Michael Collins, Butterfield's chairman and chief executive officer, said: "The bank posted solid results for the third quarter of 2022, as we continued to demonstrate resilient non-interest income in our chosen operating jurisdictions, while remaining well positioned for the rising interest rate environment. Butterfield remains asset sensitive, which we expect will continue to benefit the bank during this period of rising market interest rates.
"We regularly monitor and review credit quality in our loan book and, at this point in the cycle, we have not seen any significant signs of credit stress. A number of mortgage customers have moved their facilities from floating rate to fixed rate over the past six months, protecting their cashflow and improving the credit quality of our loan portfolio.

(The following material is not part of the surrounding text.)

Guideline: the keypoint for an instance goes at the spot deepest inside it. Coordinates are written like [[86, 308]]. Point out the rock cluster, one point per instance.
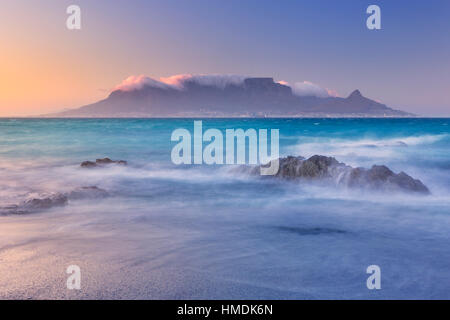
[[378, 177], [102, 162]]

As anticipated, we saw deposit levels decrease due to clients investing their funds and the strengthening of the US dollar.”
He added: "During the quarter, we announced the acquisition of the Credit Suisse trust business in Singapore, Guernsey and the Bahamas. This strategic transaction will position Butterfield as one of the largest private client trust companies in Singapore.
‘Importantly, this acquisition allows Butterfield to review and selectively acquire each individual trust client in accordance with our risk appetite, without the requirement to purchase legal entities. We look forward to welcoming our new clients and staff as we integrate the business during the first half of next year.”
Butterfield said net income increased in the third quarter versus the prior quarter principally due to a higher interest rate environment and lower non-interest expenses, offset by lower non-interest income and a provision for future expected credit losses due to decreasing macroeconomic forecasts and net new loan originations.
Net interest income for the quarter was $91.2 million, an increase of $9.2 million, compared with $82 million in the previous quarter and up $15.5 million from $75.7 million in the third quarter of 2021.
Net interest margin was 2.59 per cent, an increase of 33 basis points from 2.26 per cent in the previous quarter and up 62 basis points from 1.97 per cent in the third quarter of 2021.
Non-interest income was $49.9 million, $1.9 million lower than the $51.8 million earned in the previous quarter and $0.9 million higher than $49 million in the third quarter of 2021.
Period end deposit balances were lower at $12.5 billion, compared to December 31, 2021 at $13.9 billion due to the anticipated normalisation of pandemic-related elevated deposit levels, as well as the impact of foreign exchange translation of non-US dollar deposits following the strengthening of the US dollar. Customer withdrawals represent 57 per cent of the decrease in deposits while the strengthening of US dollar's impact on non-US dollar balances represents 43 per cent of the change.
Total assets of the bank were $13.7 billion at September 30, a decrease of $1.6 billion from December 31, 2021.
The bank maintained a highly liquid position at September 30, with its $8.3 billion of cash and demand deposits with banks, reverse repurchase agreements and liquid investments representing 60.5 per cent of total assets, compared with 63.3 per cent at December 31, 2021.
The board declared a quarterly dividend of $0.44 per common share to be paid on November 28 to shareholders of record on November 14.
The current total regulatory capital ratio as at September 30 was 22.7 per cent as calculated under Basel III, compared to 21.2 per cent as at December 31, 2021. Both of these ratios remain significantly above the minimum Basel III regulatory requirements applicable to the bank.